Uma divergência regulatória envolvendo a logística reversa de pneus voltou ao centro do debate ambiental e industrial no país. A Associação Brasileira de Importadores e Distribuidores de Pneus (ABIDIP) defende a revisão das regras atuais, que, segundo a entidade, deixam de considerar nas metas obrigatórias de recolhimento os pneus fornecidos pelas fabricantes às montadoras como equipamento original.
De acordo com a associação, a interpretação adotada a partir da Resolução Conama nº 416/2009 faz com que os fabricantes nacionais comprovem a destinação ambiental apenas dos pneus comercializados no mercado de reposição, enquanto os importadores precisam cumprir a obrigação para todo o volume colocado no mercado.
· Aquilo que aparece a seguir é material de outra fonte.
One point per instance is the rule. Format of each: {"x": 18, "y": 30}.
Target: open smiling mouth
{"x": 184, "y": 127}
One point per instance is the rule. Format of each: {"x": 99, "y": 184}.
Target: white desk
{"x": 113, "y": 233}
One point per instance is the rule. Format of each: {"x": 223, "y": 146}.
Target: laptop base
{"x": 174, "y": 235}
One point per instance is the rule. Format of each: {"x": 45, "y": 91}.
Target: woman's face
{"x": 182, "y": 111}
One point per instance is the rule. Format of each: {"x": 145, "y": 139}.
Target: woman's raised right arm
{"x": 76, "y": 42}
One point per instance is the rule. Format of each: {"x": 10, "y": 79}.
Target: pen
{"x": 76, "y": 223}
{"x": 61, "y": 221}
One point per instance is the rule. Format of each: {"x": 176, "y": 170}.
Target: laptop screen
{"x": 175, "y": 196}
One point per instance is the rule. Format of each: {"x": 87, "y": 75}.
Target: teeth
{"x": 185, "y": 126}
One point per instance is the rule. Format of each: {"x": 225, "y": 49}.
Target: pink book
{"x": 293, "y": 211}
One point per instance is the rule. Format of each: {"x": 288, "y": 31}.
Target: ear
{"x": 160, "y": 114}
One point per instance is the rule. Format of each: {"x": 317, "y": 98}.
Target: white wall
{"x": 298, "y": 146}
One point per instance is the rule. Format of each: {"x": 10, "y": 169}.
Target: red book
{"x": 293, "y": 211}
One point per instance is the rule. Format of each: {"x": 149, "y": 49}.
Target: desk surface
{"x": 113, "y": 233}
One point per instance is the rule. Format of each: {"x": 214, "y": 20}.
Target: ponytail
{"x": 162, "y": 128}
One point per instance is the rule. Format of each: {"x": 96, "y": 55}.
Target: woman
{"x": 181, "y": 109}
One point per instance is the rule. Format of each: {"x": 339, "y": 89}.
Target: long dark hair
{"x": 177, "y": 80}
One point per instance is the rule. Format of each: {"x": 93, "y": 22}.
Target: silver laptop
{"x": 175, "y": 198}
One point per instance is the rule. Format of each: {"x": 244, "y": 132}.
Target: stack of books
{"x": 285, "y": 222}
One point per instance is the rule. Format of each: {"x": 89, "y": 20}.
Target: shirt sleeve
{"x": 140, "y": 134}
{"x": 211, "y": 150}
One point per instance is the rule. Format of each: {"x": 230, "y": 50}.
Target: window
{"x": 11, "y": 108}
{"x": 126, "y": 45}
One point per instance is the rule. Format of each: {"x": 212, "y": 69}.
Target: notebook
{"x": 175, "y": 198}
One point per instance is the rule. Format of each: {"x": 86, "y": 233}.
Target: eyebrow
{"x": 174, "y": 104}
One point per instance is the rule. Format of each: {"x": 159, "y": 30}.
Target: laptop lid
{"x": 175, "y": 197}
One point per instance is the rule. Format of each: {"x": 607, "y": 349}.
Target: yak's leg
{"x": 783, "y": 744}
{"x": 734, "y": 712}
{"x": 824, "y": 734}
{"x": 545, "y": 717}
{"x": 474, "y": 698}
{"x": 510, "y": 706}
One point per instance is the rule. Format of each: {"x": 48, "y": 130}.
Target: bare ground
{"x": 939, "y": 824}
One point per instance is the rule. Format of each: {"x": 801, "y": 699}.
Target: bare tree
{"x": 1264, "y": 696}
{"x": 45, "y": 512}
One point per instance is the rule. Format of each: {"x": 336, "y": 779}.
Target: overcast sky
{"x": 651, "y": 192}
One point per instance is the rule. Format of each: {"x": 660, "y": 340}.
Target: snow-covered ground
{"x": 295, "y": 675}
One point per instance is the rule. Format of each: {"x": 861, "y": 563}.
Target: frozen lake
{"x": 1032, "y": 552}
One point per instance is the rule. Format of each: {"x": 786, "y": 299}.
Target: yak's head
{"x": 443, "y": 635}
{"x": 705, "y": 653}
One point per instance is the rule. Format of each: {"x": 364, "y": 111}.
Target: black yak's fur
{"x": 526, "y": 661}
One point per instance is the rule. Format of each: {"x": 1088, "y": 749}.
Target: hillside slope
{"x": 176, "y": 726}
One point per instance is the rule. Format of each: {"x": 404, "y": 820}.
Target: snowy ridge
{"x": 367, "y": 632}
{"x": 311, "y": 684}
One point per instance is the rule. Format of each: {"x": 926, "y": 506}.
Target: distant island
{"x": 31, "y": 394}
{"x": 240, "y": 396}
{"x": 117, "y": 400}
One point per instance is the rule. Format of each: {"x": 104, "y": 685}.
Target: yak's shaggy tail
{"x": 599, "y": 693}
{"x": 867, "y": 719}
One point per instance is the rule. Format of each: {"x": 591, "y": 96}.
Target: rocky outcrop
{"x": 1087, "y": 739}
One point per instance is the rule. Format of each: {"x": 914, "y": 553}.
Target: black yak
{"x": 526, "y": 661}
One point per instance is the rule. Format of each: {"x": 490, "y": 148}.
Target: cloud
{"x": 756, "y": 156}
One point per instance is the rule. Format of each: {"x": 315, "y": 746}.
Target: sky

Na avaliação da entidade, o modelo cria uma assimetria regulatória e transfere parte relevante dos custos da logística reversa para importadores e distribuidores independentes. Segundo dados da própria indústria citados pela ABIDIP, mais de 12 milhões de pneus foram destinados às montadoras em 2024 e volume semelhante deverá ser registrado em 2025. Para a associação, esse contingente não é considerado nas metas oficiais de recolhimento e destinação ambientalmente adequada.
A discussão ganhou relevância após a entrada em vigor da Política Nacional de Resíduos Sólidos, que estabeleceu o princípio da responsabilidade compartilhada entre fabricantes, importadores, distribuidores e comerciantes na gestão dos resíduos pós-consumo.
Para a ABIDIP, a regulamentação específica do setor de pneus, baseada em norma anterior à PNRS, deveria ser atualizada para refletir esse novo marco legal e incorporar toda a geração potencial de pneus inservíveis ao sistema de logística reversa.
O debate ocorre em um momento de expansão das iniciativas de economia circular na indústria automotiva e de aumento das exigências ambientais sobre fabricantes e fornecedores. Atualmente, os pneus recolhidos no sistema de logística reversa são destinados principalmente ao coprocessamento em cimenteiras, produção de granulado de borracha, laminação e processos de pirólise para recuperação energética.
Dados do Ibama mostram que os importadores destinaram corretamente 384,4 mil toneladas de pneus inservíveis em 2025, utilizando diferentes rotas de reaproveitamento e reciclagem.
A associação argumenta que uma eventual revisão das regras permitiria distribuir de forma mais equilibrada os custos ambientais ao longo da cadeia produtiva e ampliar a cobertura do sistema nacional de logística reversa de pneus.